4. Inlier-centric quantization objective: Minimizing curvature-weighted error only in the inlier subspace. After decomposing the voxel space into \(V = I \cup A\), the quantization objective is rewritten to minimize the Hessian-weighted perturbation for inliers: \(\arg\min_S \mathbb{E}_{x\in I}\left[\Delta x_S^\top H(x)\,\Delta x_S\right]\), explicitly discarding contributions from anomalies. The authors empirically verify that \(\mathbb{E}_{x\sim V}[f]\approx\mathbb{E}_{x\sim I}[f]\)—meaning the inlier subspace is sufficient for general representation, and rejected anomalies contain almost no task information. Intuitively, as anomalies participate in the quantization objective, they squeeze the precious quantization levels in low-bit settings; removing them allocates the full resolution to truly useful inliers.
Key Experimental Results¶
Main Results (Focus on W4A4, unit mAP / NDS)¶
| Task | Model (Modality) | Metric | BRECQ | LiDAR-PTQ | InlierQ (Ours) |
|---|---|---|---|---|---|
| 2D | RetinaNet (C) | mAP | 34.0 | 34.4 | 34.7 |
| 2D | Faster R-CNN (C) | mAP | 32.7 | 34.3 | 34.7 |
| 3D | DETR3D (C) | mAP / NDS | 24.8 / 33.8 | 25.2 / 34.0 | 26.4 / 35.2 |
| 3D | CenterPoint (L) | mAP / NDS | 43.4 / 56.3 | 39.5 / 54.0 | 46.6 / 58.1 |
- W8A8 is almost lossless across methods; W4A8 shows a slight lead; W4A4 shows the most significant advantage: on 3D LiDAR, Ours outperforms BRECQ by +3.2% mAP (46.6 vs 43.4), and on 2D Faster R-CNN, Ours outperforms BRECQ by +2.0%.
Ablation Study (Table 2, mAP)¶
| Task/Modality | heatmap top-K | inlier | anomaly | mAP |
|---|---|---|---|---|
| 2D Camera | - | - | ✓ | 32.5 |
| 2D Camera | ✓ | - | ✓ | 34.5 |
| 2D Camera | ✓ | ✓ | - | 34.7 |
| 3D LiDAR | - | - | ✓ | 44.2 |
| 3D LiDAR | ✓ | - | ✓ | 45.7 |
| 3D LiDAR | ✓ | ✓ | - | 46.6 |
Key Findings¶
- Heatmap top-K contributes significantly: Adding top-K selection yields a +1.0~2.0% mAP gain even for anomaly-only optimization, proving that focusing modeling on high-confidence regions is beneficial.
- Inlier-only is optimal: Inlier-only optimization outperforms anomaly-only and joint inlier+anomaly optimization—confirming that anomalies contain almost no task information and their inclusion degrades performance.
- Sweet spot for K: Performance peaks when top-K matches the K used during training (DETR3D=300, CenterPoint=500).

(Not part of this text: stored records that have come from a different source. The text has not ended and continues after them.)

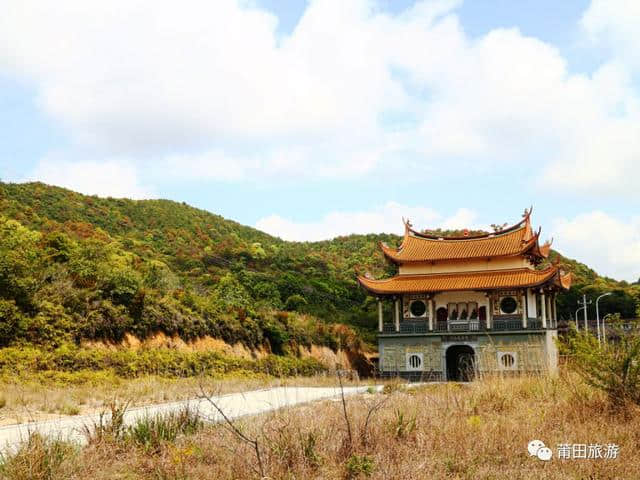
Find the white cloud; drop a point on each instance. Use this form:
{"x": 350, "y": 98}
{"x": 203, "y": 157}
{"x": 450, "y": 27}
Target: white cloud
{"x": 213, "y": 90}
{"x": 385, "y": 218}
{"x": 608, "y": 245}
{"x": 615, "y": 24}
{"x": 105, "y": 179}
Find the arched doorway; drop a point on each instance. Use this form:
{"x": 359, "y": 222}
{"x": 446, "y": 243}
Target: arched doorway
{"x": 460, "y": 363}
{"x": 441, "y": 317}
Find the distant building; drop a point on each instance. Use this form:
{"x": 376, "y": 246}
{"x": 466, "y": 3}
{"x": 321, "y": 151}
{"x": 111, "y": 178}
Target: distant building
{"x": 462, "y": 306}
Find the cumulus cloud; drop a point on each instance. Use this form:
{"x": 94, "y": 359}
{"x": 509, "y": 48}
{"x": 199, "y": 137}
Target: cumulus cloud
{"x": 609, "y": 245}
{"x": 106, "y": 178}
{"x": 352, "y": 90}
{"x": 385, "y": 218}
{"x": 616, "y": 25}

Excessively large K introduces too many task-irrelevant regions, contaminating the inlier set.
- \(\tau\) is monotonically controllable: As the threshold becomes stricter, inlier set performance increases while anomaly set performance decreases. This transition is smooth and monotonic for both Camera and LiDAR, indicating a stable and interpretable posterior partition.
Highlights & Insights¶
- Redefining "outlier" as "anomaly": Instead of judging by "abnormally large magnitude," it is judged by "task irrelevance"—using heatmap gradient saliency rather than activation magnitude. This is the fundamental difference from outlier suppression routes like SmoothQuant/SVDQuant.
- Modality-invariant saliency space: The convergence of disparate Camera and LiDAR gradient distributions into a consistent saliency space is an elegant and practical observation, enabling a unified framework across 2D/3D and Camera/LiDAR.
- Lightweight and deployable: Label-free, drop-in, and requires only 64 calibration samples. The detection head remains in FP16, making it easy to integrate into existing PTQ pipelines from an engineering perspective.
Limitations & Future Work¶
- Dependency on heatmap heads: The method relies on heatmap top-K to construct task-relevant loss (fitting architectures like CenterPoint/DETR3D with heatmap queries naturally). Adaptation for detectors without heatmap outputs (e.g., pure anchor-based or DETR variants without heatmaps) has not yet been discussed.
- Hyperparameter tuning for \(\tau\) and K: While the sweet spot for K is the training K and \(\tau\) is monotonic, they remain task-specific hyperparameters lacking an automatic selection mechanism.
- Gains concentrated in low-bit settings: W8A8 results are nearly identical to baselines; the value of the method is primarily realized in aggressive settings like W4A4, with limited gains in middle-bit scenarios.
- No coverage of W2/mixed-precision or end-to-end latency: Experiments conclude at W4A4 quantization error and mAP, without providing actual inference speedup or energy consumption figures.
Related Work & Insights¶
- PTQ Baselines: Adaround and BRECQ (Hessian/FIM-guided block-wise reconstruction) serve as the foundation for the optimization framework. LiDAR-PTQ, which aligns regression and classification losses to task objectives, is used as another baseline.
- Outlier suppression: SmoothQuant (softens outliers via per-channel scaling), SVDQuant (suppresses high-energy components), and DMQ (learnable per-channel scaling). While these address "magnitude extremes," this work addresses "task irrelevance," making them complementary rather than competitive.
- Insight: Upgrading the question of "what to keep during quantization" from a signal statistics problem to a task relevance problem using detection head (heatmap) gradients as a proxy. This logic is transferable to other dense prediction tasks like segmentation or tracking that also involve "massive background voxels."
Rating¶
- Novelty: ⭐⭐⭐⭐ —— Redefining "anomalies" in quantization through task relevance (heatmap gradient saliency + EM posterior) rather than magnitude, and verifying modality invariance in saliency space, offers a fresh perspective.
- Experimental Thoroughness: ⭐⭐⭐⭐ —— Covers four detectors across 2D/3D and Camera/LiDAR with multi-bit settings. Ablations (heatmap/inlier/anomaly, K, \(\tau\)) are comprehensive, though actual speedup/energy and lower-bit data are missing.
- Writing Quality: ⭐⭐⭐⭐ —— Clear logic from motivation to formulas to experiments. Visualizations (distribution shifts, modality invariance) are intuitive; formula derivation is slightly dense.
- Value: ⭐⭐⭐⭐ —— Lightweight, drop-in, with clear gains for low-bit detection deployment, offering practical value for edge-side detection in fields like autonomous driving.